EU AI Act 2026: what your website needs to comply

The short version

The EU AI Act came into full effect during 2025 and 2026. For most websites it does not require dramatic changes. But there are specific cases where you must add transparency notices, document AI usage, or restructure user interactions. This guide covers what is actually required for a typical Swedish business website in 2026, and what is not.

What the AI Act covers

The AI Act regulates AI systems by risk level: prohibited, high-risk, limited-risk, and minimal-risk. For websites, the categories that usually apply are:

Limited-risk: chatbots, AI-generated content, deepfakes, emotion recognition, biometric categorisation. These require transparency obligations — users must be told they are interacting with AI.

High-risk: AI used for credit scoring, hiring, educational assessment, public services. Requires conformity assessment, documentation, registration in the EU AI database.

Minimal-risk: spam filters, recommendation systems, AI for product images. No specific obligations beyond existing law (GDPR, consumer law).

What a typical Swedish business website needs to do

If your website only uses AI for things like a simple chatbot answering FAQ, AI-generated marketing copy, AI-translated content, search recommendations, or spam filtering on contact forms — you have transparency obligations, not high-risk obligations.

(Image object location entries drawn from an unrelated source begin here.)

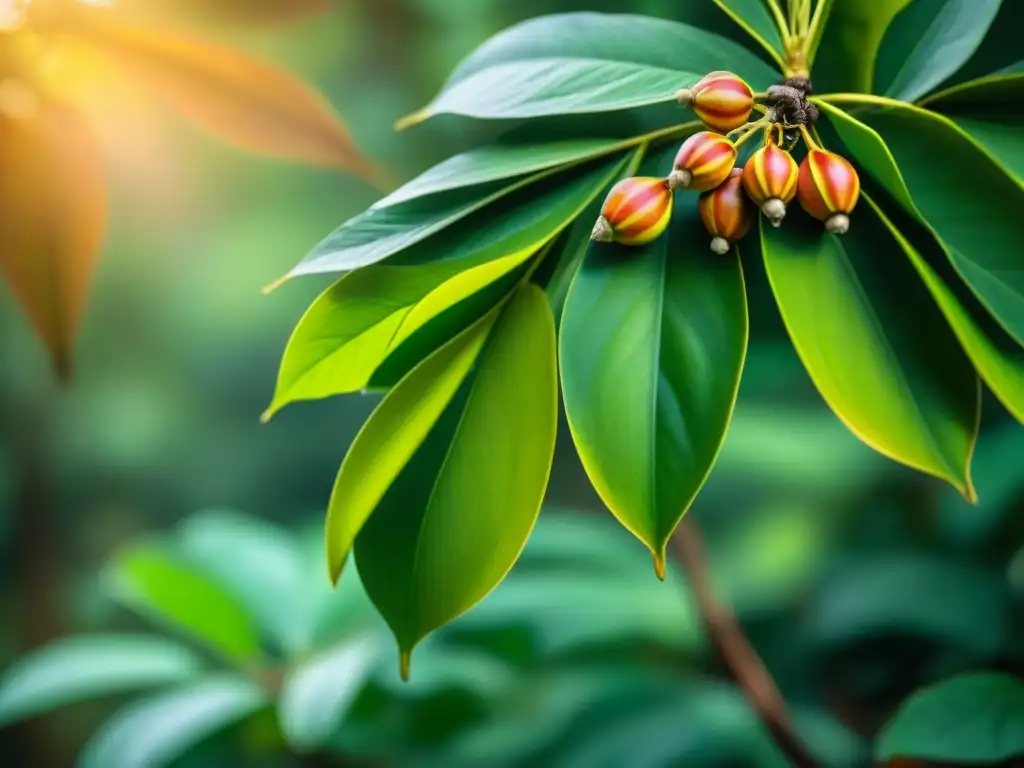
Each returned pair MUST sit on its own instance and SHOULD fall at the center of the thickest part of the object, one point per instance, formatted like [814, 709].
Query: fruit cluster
[638, 210]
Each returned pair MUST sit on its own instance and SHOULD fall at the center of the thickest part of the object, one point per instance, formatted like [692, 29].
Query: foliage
[894, 322]
[68, 69]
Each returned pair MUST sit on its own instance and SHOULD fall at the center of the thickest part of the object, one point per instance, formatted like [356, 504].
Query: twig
[736, 651]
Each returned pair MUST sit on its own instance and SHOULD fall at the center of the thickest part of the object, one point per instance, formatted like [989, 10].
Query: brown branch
[742, 660]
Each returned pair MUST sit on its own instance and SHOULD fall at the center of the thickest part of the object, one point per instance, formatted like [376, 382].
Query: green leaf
[82, 668]
[260, 564]
[873, 342]
[156, 731]
[154, 583]
[989, 111]
[581, 62]
[974, 718]
[455, 520]
[651, 348]
[753, 15]
[928, 42]
[315, 696]
[356, 324]
[979, 229]
[852, 37]
[391, 436]
[994, 354]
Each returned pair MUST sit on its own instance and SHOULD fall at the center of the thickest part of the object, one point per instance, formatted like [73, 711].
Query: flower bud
[636, 211]
[721, 99]
[828, 188]
[704, 162]
[727, 212]
[770, 178]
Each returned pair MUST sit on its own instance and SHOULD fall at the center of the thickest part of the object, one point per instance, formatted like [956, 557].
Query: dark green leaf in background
[927, 42]
[976, 718]
[873, 342]
[82, 668]
[456, 518]
[651, 346]
[156, 731]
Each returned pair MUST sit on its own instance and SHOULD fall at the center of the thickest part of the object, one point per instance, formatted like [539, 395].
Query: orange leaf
[52, 217]
[249, 102]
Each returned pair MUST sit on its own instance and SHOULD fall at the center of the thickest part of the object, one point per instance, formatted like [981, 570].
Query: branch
[736, 651]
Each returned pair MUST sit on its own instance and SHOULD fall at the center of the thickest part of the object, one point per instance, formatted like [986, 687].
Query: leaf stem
[734, 648]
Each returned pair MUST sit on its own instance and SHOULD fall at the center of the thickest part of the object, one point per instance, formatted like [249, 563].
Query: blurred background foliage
[857, 580]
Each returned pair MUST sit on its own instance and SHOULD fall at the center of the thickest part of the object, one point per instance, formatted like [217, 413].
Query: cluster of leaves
[453, 284]
[59, 62]
[578, 658]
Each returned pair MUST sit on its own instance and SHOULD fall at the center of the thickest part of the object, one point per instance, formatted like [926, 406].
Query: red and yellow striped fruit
[727, 212]
[636, 211]
[721, 99]
[704, 162]
[770, 178]
[828, 188]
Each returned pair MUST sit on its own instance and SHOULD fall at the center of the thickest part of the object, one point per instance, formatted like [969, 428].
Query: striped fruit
[770, 178]
[828, 188]
[636, 211]
[721, 99]
[727, 212]
[704, 162]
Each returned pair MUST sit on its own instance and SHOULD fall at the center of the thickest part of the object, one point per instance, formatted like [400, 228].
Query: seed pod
[727, 212]
[636, 211]
[770, 178]
[704, 162]
[721, 99]
[828, 188]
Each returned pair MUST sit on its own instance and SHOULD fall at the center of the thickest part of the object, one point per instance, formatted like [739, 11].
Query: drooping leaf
[156, 731]
[651, 346]
[78, 669]
[580, 62]
[979, 229]
[401, 231]
[52, 218]
[927, 42]
[153, 582]
[260, 564]
[753, 15]
[249, 102]
[989, 111]
[973, 718]
[456, 518]
[353, 327]
[994, 354]
[315, 695]
[851, 40]
[855, 309]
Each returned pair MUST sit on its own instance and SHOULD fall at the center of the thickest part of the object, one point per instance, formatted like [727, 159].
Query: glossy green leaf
[875, 344]
[455, 520]
[574, 62]
[976, 718]
[82, 668]
[356, 324]
[391, 436]
[978, 229]
[753, 15]
[651, 346]
[315, 696]
[156, 731]
[160, 586]
[995, 355]
[928, 42]
[990, 112]
[851, 42]
[260, 564]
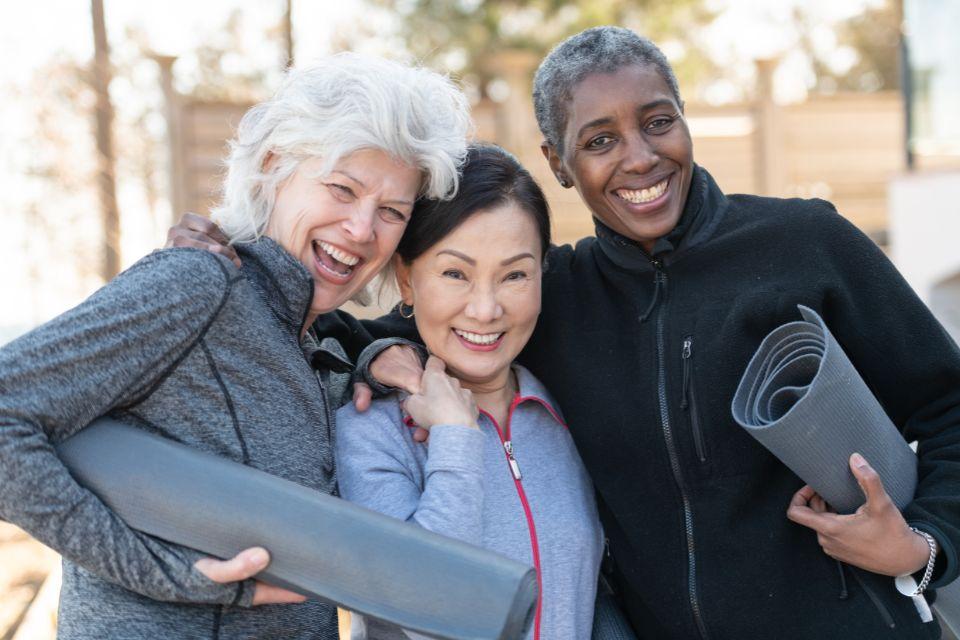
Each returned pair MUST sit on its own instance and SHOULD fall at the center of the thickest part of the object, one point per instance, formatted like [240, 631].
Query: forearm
[452, 500]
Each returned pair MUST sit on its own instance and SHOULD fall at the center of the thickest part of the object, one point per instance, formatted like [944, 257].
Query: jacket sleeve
[910, 363]
[356, 335]
[377, 469]
[103, 355]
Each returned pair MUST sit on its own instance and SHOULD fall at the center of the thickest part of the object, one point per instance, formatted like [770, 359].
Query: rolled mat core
[803, 400]
[320, 546]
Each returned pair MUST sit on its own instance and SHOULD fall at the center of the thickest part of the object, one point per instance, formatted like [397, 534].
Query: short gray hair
[596, 50]
[342, 104]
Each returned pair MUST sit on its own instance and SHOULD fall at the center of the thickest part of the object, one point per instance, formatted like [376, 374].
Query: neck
[494, 396]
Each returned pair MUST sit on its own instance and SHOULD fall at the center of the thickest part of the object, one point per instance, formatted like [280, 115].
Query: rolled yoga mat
[320, 546]
[803, 400]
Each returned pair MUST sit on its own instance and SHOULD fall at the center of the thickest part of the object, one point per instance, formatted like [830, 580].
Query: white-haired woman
[321, 182]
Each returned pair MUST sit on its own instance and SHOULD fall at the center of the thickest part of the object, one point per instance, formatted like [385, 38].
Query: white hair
[342, 104]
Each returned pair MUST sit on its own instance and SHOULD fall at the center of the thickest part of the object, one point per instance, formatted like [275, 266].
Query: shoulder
[178, 274]
[782, 210]
[796, 219]
[532, 389]
[382, 421]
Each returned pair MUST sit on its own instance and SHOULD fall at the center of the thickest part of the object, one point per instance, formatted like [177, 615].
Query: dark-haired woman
[508, 479]
[644, 333]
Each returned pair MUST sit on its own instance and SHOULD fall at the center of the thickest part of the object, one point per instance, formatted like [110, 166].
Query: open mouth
[334, 261]
[644, 196]
[479, 341]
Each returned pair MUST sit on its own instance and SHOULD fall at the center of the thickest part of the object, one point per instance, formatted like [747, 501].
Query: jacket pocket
[688, 401]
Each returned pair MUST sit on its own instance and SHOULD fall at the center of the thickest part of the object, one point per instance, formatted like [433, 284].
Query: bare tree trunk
[106, 181]
[288, 32]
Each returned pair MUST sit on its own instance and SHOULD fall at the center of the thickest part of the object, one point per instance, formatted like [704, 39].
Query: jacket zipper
[688, 401]
[660, 281]
[528, 513]
[326, 410]
[875, 599]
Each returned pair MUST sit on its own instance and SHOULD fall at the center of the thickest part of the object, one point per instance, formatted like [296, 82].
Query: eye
[455, 274]
[340, 191]
[395, 216]
[661, 124]
[599, 142]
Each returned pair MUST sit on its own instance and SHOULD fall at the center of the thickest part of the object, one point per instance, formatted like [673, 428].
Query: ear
[402, 272]
[556, 164]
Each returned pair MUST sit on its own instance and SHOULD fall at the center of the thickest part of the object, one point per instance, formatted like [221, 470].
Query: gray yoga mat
[803, 400]
[320, 546]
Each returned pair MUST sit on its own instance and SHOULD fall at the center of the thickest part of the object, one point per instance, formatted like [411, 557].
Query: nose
[483, 305]
[359, 224]
[640, 155]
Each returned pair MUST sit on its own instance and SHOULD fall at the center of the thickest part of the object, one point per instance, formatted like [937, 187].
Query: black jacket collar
[703, 210]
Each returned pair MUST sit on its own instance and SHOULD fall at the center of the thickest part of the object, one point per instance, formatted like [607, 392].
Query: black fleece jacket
[644, 356]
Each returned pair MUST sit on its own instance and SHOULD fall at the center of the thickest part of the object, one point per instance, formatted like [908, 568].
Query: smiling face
[344, 226]
[476, 294]
[628, 151]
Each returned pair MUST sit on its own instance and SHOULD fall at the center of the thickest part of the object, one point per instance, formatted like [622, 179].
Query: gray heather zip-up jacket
[461, 484]
[185, 345]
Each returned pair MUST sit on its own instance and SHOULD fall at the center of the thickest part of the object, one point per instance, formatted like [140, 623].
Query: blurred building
[925, 199]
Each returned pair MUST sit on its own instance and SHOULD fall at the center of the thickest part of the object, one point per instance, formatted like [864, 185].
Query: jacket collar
[702, 212]
[285, 284]
[531, 389]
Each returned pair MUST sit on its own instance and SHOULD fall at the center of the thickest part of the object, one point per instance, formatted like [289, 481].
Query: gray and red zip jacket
[518, 488]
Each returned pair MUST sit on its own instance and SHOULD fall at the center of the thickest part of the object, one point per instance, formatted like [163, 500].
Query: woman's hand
[246, 564]
[397, 366]
[875, 537]
[441, 400]
[198, 232]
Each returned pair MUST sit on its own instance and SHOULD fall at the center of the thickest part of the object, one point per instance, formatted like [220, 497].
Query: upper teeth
[643, 195]
[479, 338]
[338, 255]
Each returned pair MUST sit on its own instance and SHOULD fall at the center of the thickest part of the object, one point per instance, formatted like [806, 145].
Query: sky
[34, 33]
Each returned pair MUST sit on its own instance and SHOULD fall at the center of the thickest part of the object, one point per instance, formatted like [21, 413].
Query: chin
[471, 372]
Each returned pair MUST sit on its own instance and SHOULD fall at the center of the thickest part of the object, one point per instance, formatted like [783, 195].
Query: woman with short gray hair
[644, 332]
[321, 184]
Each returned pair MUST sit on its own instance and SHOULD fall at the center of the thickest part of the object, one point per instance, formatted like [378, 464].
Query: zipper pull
[685, 356]
[514, 467]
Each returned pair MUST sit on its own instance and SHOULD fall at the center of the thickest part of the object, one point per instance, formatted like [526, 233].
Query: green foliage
[460, 35]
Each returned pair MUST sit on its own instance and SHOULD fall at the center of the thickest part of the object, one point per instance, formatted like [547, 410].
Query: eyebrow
[519, 256]
[471, 261]
[363, 186]
[599, 122]
[457, 254]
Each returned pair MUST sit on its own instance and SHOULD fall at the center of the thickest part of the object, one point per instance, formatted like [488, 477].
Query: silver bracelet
[928, 573]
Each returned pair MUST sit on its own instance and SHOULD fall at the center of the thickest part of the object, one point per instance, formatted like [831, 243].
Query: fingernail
[259, 558]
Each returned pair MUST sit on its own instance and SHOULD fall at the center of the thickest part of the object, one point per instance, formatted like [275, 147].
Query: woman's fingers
[362, 396]
[245, 564]
[398, 366]
[197, 232]
[870, 483]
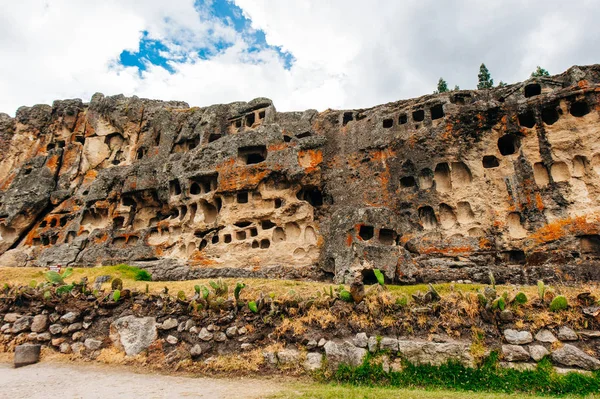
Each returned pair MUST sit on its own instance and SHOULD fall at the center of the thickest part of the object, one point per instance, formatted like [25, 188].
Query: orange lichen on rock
[310, 159]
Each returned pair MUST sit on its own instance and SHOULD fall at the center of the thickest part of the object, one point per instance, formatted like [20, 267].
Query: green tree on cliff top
[485, 79]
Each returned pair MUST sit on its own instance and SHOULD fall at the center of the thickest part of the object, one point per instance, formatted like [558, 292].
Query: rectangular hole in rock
[419, 115]
[240, 235]
[250, 119]
[590, 244]
[386, 236]
[366, 232]
[252, 154]
[242, 197]
[437, 112]
[348, 117]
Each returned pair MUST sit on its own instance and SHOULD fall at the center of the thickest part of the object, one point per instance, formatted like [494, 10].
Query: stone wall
[296, 332]
[439, 188]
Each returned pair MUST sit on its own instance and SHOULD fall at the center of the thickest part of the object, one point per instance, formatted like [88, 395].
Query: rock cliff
[442, 187]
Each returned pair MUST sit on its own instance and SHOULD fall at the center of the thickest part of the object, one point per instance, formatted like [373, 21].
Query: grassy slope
[332, 391]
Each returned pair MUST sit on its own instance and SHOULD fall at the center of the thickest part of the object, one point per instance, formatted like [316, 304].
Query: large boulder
[517, 337]
[133, 334]
[435, 353]
[27, 354]
[344, 353]
[570, 355]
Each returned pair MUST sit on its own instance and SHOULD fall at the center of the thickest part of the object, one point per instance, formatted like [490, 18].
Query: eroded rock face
[133, 334]
[443, 187]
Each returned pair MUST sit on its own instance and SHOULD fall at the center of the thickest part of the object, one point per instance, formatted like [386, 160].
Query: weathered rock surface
[514, 353]
[344, 353]
[26, 354]
[438, 188]
[133, 334]
[434, 353]
[567, 334]
[517, 337]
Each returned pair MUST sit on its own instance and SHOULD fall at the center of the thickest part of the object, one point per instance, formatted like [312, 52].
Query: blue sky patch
[155, 52]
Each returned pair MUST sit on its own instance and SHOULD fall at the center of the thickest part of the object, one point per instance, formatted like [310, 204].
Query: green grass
[543, 380]
[335, 391]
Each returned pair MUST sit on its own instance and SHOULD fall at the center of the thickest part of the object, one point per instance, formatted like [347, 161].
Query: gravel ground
[55, 380]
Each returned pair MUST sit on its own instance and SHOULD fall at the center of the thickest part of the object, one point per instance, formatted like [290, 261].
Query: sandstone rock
[43, 337]
[69, 317]
[204, 335]
[65, 348]
[545, 336]
[172, 340]
[389, 344]
[26, 354]
[40, 323]
[506, 316]
[157, 154]
[75, 327]
[231, 332]
[92, 344]
[77, 348]
[313, 361]
[196, 350]
[345, 353]
[517, 337]
[23, 323]
[361, 340]
[373, 344]
[133, 334]
[538, 352]
[589, 333]
[288, 356]
[424, 352]
[567, 334]
[220, 336]
[55, 329]
[514, 353]
[570, 355]
[11, 317]
[189, 324]
[270, 357]
[168, 324]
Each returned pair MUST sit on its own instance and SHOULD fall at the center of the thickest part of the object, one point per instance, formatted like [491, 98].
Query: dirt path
[56, 380]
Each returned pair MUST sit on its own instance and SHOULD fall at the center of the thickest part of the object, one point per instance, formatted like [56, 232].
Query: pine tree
[442, 86]
[485, 80]
[539, 72]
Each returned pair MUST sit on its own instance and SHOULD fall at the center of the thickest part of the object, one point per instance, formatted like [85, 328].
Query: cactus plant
[521, 298]
[541, 290]
[379, 276]
[117, 284]
[346, 296]
[237, 290]
[252, 306]
[559, 303]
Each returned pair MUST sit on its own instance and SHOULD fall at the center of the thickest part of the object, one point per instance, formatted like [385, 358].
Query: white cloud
[347, 53]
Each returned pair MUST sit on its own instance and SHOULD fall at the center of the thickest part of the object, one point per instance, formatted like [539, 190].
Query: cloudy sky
[302, 54]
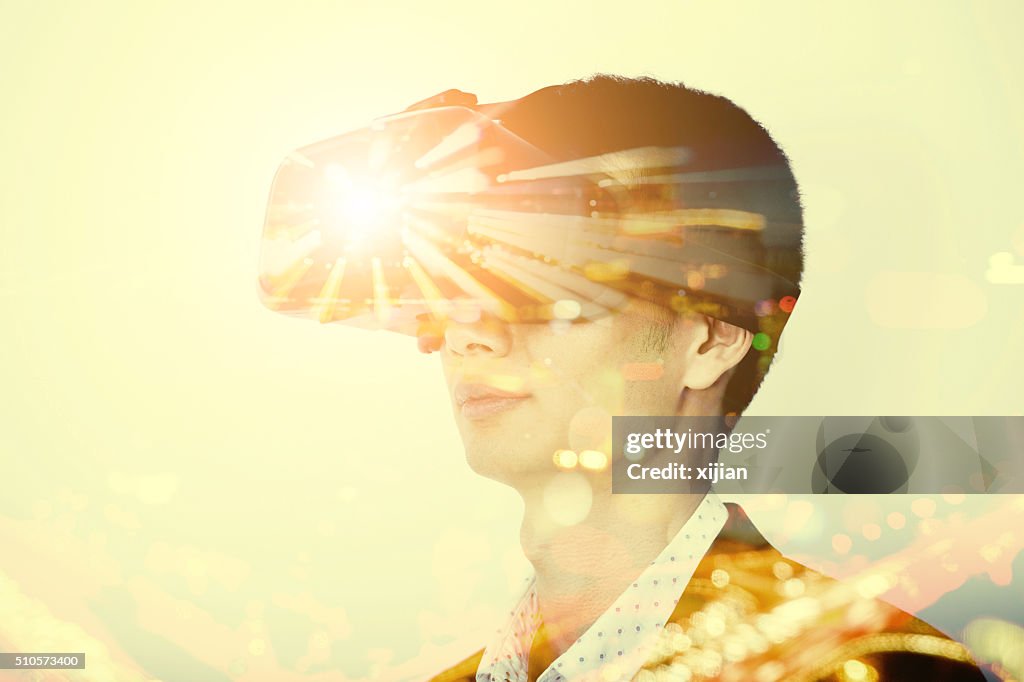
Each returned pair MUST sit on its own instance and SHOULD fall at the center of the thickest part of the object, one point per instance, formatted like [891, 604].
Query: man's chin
[505, 465]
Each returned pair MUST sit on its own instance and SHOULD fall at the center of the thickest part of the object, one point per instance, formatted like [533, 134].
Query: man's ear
[714, 348]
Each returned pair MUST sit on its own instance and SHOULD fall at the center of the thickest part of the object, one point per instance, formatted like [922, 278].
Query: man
[665, 295]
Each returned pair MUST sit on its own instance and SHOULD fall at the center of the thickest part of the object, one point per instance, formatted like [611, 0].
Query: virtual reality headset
[443, 212]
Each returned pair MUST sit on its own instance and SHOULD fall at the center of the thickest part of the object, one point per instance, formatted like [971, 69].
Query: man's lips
[481, 400]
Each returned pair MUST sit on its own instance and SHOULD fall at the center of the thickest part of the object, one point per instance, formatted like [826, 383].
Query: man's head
[523, 391]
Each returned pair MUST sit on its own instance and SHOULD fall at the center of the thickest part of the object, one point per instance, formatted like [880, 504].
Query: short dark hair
[604, 113]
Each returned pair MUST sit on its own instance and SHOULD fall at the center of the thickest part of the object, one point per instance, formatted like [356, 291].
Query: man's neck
[582, 568]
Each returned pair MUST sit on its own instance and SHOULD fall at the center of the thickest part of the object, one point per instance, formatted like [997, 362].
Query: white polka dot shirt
[617, 643]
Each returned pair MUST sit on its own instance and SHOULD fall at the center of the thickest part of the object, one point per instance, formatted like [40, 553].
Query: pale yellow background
[157, 419]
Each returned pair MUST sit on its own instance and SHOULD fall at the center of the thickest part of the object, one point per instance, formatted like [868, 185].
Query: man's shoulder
[764, 615]
[464, 671]
[750, 612]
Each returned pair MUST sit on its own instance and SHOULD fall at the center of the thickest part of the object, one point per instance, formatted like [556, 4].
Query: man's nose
[484, 337]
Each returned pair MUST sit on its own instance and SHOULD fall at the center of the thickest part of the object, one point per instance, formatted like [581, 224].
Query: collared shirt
[619, 642]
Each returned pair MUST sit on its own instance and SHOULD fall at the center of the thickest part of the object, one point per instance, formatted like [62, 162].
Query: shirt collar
[620, 640]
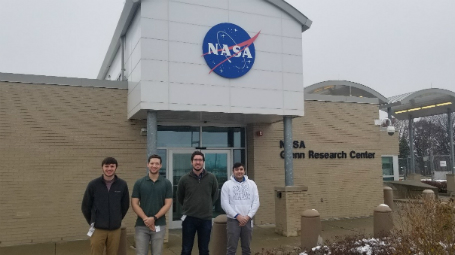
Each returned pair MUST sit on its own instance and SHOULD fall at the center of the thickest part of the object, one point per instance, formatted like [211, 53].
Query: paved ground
[264, 236]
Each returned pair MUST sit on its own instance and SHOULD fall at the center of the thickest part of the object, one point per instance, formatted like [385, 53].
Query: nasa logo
[229, 50]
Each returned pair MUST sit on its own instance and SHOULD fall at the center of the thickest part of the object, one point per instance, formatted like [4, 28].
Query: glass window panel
[223, 137]
[387, 165]
[178, 136]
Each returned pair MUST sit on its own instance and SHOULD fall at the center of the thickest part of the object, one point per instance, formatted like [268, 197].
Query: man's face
[198, 162]
[239, 172]
[109, 170]
[154, 165]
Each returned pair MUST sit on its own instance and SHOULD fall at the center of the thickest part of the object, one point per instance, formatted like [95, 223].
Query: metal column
[411, 144]
[122, 64]
[152, 134]
[389, 114]
[450, 130]
[288, 164]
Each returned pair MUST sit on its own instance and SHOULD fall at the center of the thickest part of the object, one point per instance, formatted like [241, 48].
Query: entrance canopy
[422, 103]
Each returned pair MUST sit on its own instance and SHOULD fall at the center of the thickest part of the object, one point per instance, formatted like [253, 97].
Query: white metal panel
[293, 82]
[133, 35]
[134, 100]
[135, 58]
[255, 7]
[197, 94]
[157, 29]
[292, 112]
[171, 64]
[196, 14]
[186, 53]
[268, 61]
[181, 32]
[155, 92]
[292, 46]
[154, 49]
[198, 108]
[195, 74]
[155, 9]
[290, 28]
[254, 23]
[155, 70]
[154, 106]
[135, 75]
[256, 98]
[114, 69]
[268, 43]
[292, 64]
[292, 100]
[260, 80]
[265, 111]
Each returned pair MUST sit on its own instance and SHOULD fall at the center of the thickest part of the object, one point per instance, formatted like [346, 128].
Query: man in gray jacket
[105, 203]
[197, 191]
[240, 201]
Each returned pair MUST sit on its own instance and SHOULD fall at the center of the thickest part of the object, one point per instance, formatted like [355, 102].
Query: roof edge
[128, 12]
[63, 81]
[381, 99]
[293, 12]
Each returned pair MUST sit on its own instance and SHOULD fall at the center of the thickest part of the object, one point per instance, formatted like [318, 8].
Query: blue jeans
[190, 226]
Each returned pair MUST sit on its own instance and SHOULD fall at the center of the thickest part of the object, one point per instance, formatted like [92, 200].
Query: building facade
[55, 131]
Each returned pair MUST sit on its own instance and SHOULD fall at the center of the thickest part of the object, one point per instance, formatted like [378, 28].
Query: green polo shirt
[151, 197]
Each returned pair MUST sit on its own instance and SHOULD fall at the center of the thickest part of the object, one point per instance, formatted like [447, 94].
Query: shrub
[424, 226]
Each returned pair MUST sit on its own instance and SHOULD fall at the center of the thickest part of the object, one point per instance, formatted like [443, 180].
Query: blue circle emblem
[229, 50]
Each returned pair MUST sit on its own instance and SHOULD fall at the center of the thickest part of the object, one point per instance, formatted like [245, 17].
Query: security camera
[390, 130]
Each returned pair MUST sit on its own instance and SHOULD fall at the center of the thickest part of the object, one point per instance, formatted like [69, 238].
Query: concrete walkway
[264, 236]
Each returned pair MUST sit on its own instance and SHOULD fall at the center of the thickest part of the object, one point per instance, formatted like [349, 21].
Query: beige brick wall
[53, 138]
[52, 141]
[336, 187]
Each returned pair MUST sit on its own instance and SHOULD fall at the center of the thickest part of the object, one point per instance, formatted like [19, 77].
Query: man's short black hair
[197, 153]
[154, 156]
[237, 165]
[108, 161]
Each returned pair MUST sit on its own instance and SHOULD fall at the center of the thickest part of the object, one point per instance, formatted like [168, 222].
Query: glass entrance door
[217, 162]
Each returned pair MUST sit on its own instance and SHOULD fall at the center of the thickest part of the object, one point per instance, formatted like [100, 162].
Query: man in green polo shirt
[151, 199]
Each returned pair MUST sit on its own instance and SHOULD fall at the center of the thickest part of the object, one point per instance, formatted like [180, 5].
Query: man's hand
[242, 219]
[150, 223]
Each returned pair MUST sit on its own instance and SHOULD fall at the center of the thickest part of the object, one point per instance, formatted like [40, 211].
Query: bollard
[388, 197]
[218, 243]
[310, 228]
[383, 222]
[122, 243]
[428, 194]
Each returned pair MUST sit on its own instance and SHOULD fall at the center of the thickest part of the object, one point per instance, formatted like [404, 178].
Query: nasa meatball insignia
[229, 50]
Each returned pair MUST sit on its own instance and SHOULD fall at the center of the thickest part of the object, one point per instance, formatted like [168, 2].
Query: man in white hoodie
[240, 201]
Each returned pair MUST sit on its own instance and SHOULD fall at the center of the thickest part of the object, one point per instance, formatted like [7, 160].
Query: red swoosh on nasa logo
[246, 43]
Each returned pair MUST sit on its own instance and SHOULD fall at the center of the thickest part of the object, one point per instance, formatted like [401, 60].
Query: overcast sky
[392, 46]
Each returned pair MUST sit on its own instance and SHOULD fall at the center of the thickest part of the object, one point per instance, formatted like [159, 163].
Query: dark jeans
[235, 232]
[190, 226]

Practical compliance: 5 things to add to your website

1. Disclose chatbots. If your website has a chatbot, the user must know they are talking to AI, not a human. The simplest fix: a label at the top of the chat saying "AI assistant — connect to a human at any time".

2. Disclose AI-generated content where it could mislead. If you use AI to generate product reviews, news articles, customer testimonials or images of people that do not exist, you must disclose this.

3. Update your privacy policy. Add a section listing AI tools used on the site (chatbot vendor, recommendation system, analytics with AI, etc.) and what they do with user data.

4. Add an "AI usage" section to your terms. Spell out that customers cannot use your services to violate the AI Act, and that you reserve the right to opt out of having your content used for AI training.

5. Robots.txt for LLM training. If you do not want OpenAI, Anthropic, Google or Meta to use your website to train their models, block their crawlers in robots.txt.

What you do not need to do

Myth: Every website that uses AI needs CE-marking. Reality: Only high-risk AI systems require conformity assessment. Marketing chatbots do not.

Myth: You must register in the EU AI database. Reality: Only providers and deployers of high-risk AI systems must register.

Swedish enforcement context

Sweden enforces the AI Act through Datainspektionen (IMY) and PTS, with sectoral oversight by sector regulators. The first Swedish enforcement actions in 2025-2026 focused on banks using AI credit scoring without transparency, recruitment platforms using AI screening without disclosure, and e-commerce sites using AI personalisation without privacy disclosure.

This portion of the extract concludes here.